见苏浅夏垂眸不语,程子廷无奈一笑,继续道:“浅夏,你何苦给自己找借口?你一向心思过人,我说的这些你肯定心里都有数。他过去或许对你确实不好,但如今,同为男人,我佩服他这份魄力。几个亿的资金就这么打水漂了,即便是张铖豪,也未必舍得。”
苏浅夏面色不变,睫毛却轻微颤动了几下,泄露了她心中的思绪。程子廷也不逼迫着她,两人安静对坐,自顾自喝着饮料。
许久,苏浅夏才缓缓道:“还记不记的我回国那晚,你和我说过的话。时间掩埋不了爱情,只会治愈他曾经给你带来的伤,让你忘记他曾经的残忍,然后继续义无反顾地扑向他。”
程子廷看着她不语,等着她继续说下去。
“回国快半年了,我一直在想,这句话到底对不对?后来我想通了,这话是没错,错的却是我自己。到底什么是爱情?当初让我如此执着甚至为之疯狂的,又是否真的是爱?我承认我在初得到他订婚的消息的时候,确实痛了。但痛就一定代表爱过了吗?他于我,好比一个一无所有的孩子得到一件精美的玩具,当被夺去心爱的玩具,一样会哭的撕心裂肺,不是吗?”
程子廷看着对面淡然反问的女子,一时竟反驳不出来。
“七年前的我,一无所有,那个时候的我,连心都是缺失了的,又何谈去爱?他确实很完美,刚开始几年对我也很好,那种对他的欣赏,还有他让我心中感受到的温暖,让我以为,那就是爱,可是真的是吗?漫漫人生,让你欣赏、待你好的,又岂会只有一个两人?难道见一个爱一个吗?”
苏浅夏浅笑摇头,目光清澈温柔,定定看向对面的程子廷,“不是的,那是习惯,是依赖,是恐惧。那时候,他是我生活的全部,我习惯了他对我好,习惯了生活在他的庇护下,仅此而已。”
“那你和张铖豪呢?”程子廷不由问道,“你爱他?”
苏浅夏继续摇头,“我们才认识半年不到,我不敢说我是不是爱上他了。可是,和他在一起的时候,我总能特别清晰地感受到自己。别的不说,在他面前,我再也装不了坚强,或者说是不想装。他身上有种力量,让我觉得安心温暖。”
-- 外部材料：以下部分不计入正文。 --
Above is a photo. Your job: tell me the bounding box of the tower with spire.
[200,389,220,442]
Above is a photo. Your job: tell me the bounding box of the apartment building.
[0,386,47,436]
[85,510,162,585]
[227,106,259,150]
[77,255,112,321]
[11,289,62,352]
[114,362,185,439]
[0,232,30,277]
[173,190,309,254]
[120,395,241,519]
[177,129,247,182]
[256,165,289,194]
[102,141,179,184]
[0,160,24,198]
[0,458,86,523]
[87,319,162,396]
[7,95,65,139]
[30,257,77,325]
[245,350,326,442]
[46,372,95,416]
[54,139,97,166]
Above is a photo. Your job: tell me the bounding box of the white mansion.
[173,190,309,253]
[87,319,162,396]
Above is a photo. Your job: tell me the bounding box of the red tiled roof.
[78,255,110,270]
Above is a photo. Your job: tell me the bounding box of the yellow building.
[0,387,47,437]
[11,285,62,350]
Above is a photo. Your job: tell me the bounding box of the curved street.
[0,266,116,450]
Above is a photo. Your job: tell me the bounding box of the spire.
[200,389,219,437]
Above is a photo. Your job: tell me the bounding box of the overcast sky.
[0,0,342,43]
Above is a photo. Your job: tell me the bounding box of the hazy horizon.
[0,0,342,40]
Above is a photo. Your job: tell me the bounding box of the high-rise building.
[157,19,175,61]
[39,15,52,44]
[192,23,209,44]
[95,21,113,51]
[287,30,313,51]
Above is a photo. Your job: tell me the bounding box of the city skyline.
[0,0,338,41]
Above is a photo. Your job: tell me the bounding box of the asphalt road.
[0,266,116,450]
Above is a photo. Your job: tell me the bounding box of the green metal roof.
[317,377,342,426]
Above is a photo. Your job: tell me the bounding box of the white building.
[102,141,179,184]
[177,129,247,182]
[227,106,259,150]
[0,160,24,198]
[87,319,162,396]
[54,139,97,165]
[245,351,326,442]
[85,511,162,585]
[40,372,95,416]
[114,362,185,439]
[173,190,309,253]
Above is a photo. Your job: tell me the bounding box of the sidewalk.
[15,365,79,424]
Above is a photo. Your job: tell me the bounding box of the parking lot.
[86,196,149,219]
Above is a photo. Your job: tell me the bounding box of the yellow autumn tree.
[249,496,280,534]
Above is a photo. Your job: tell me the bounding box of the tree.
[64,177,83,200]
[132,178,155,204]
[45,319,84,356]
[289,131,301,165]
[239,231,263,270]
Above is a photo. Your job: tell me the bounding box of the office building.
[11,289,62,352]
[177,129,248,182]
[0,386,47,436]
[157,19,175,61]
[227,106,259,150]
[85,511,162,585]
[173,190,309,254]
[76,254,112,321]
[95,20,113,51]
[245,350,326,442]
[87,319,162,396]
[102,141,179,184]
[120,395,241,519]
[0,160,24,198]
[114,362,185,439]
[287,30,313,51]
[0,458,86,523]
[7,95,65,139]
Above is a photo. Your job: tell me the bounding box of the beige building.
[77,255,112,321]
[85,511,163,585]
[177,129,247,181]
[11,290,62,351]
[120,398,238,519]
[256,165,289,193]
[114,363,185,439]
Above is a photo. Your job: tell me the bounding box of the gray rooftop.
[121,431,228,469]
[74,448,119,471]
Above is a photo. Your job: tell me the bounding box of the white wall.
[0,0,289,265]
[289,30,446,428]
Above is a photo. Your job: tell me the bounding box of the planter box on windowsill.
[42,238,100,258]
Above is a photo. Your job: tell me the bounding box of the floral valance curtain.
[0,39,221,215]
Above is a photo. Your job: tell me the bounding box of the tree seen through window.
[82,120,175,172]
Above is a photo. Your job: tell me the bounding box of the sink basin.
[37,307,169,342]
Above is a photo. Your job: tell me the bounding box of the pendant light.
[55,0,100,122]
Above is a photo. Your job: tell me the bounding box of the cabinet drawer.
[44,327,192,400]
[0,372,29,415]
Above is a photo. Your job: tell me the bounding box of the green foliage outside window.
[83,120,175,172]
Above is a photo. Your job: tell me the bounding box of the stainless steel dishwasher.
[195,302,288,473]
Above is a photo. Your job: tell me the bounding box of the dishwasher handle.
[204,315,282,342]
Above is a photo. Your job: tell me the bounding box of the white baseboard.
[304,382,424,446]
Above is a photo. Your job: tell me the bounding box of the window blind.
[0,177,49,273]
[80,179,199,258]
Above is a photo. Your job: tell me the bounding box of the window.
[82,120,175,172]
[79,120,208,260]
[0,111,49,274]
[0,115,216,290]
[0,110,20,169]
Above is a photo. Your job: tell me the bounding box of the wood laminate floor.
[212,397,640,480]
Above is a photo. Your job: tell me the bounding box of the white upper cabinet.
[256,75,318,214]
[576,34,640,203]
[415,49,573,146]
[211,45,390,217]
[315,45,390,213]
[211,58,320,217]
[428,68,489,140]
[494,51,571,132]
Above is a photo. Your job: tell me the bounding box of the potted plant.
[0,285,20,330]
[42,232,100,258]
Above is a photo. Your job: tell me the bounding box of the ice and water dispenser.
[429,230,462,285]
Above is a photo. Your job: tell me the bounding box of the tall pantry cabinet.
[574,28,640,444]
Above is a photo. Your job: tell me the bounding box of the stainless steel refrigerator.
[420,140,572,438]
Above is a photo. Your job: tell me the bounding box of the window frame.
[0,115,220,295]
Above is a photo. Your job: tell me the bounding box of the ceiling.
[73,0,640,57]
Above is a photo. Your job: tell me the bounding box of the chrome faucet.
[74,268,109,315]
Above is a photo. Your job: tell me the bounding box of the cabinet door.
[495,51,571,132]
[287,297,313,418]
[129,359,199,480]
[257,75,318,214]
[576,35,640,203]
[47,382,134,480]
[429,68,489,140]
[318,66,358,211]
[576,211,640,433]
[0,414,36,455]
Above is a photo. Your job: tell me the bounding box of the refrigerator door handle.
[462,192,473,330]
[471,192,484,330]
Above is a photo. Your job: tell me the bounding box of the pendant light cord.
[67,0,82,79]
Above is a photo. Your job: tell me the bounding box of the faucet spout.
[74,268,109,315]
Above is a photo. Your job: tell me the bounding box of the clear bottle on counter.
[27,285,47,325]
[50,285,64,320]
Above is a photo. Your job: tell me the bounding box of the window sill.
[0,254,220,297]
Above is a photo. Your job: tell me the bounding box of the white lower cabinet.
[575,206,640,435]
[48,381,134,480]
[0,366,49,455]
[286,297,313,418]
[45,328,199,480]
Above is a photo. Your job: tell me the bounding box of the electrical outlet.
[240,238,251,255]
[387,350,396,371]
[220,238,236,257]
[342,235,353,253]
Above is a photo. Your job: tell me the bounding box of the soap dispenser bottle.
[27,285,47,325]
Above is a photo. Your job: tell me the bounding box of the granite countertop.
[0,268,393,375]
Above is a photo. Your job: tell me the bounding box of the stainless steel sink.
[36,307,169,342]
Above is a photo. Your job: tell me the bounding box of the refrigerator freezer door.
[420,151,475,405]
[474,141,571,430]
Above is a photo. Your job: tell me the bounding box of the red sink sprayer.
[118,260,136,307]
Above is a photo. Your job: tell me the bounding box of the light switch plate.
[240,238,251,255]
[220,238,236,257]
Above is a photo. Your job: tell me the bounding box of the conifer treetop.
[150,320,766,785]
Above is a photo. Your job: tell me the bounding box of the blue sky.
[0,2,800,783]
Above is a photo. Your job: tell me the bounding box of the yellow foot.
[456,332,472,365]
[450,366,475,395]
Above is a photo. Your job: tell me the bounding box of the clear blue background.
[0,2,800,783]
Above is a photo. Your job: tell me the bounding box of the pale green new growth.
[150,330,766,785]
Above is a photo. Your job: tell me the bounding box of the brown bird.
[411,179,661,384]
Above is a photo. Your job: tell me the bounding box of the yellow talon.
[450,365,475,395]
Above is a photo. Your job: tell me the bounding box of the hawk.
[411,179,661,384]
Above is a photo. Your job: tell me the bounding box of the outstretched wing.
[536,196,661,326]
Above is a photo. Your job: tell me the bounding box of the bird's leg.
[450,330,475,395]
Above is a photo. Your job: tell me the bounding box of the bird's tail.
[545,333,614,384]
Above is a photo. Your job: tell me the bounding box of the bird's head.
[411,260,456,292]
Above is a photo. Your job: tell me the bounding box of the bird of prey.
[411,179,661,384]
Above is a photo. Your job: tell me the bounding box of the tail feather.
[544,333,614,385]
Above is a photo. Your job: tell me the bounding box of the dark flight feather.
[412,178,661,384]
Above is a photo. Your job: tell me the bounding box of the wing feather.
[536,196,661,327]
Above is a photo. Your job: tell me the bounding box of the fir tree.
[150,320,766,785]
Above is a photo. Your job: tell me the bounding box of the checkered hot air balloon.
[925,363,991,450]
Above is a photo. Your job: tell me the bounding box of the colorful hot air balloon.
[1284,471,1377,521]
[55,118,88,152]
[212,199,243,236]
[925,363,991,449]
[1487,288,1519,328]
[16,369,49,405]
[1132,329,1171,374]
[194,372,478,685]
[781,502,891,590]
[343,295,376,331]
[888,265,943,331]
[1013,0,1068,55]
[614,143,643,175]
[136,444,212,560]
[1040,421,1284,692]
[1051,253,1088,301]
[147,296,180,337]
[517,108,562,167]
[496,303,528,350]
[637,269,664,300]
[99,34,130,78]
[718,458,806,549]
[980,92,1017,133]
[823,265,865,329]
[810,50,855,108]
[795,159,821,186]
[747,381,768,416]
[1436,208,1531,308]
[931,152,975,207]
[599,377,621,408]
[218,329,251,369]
程子廷眼中淌过几分温柔,突然笑道,“雅静曾经说过,爱情本身从来和金钱与能力无关,真正和它们相关的,是维持一段爱情。所以爱情和婚姻,其实是截然不同的概念。好比经营一家公司,若是想要做的好,好的产品、优秀的营运手段、还有足够的资本,缺一不可。你对萧厉风,张口闭口谈他优秀谈他对你好,对张铖豪,却只谈你的感觉。”
苏浅夏唇角情不自禁地扬起,目光有些悠远,“是啊,爱情没有那么多理由和借口,也不是那么稀罕的,但是一辈子的爱情,那就是万中唯一了。这金钱和资本还是次要的,一颗成熟的心,懂得把握好度,正确处理两个人之间的关系,那才是最难的。就如雅静的比喻,没有一个优秀的管理决策者统筹规划,产品再好,资金再多,也会破产。”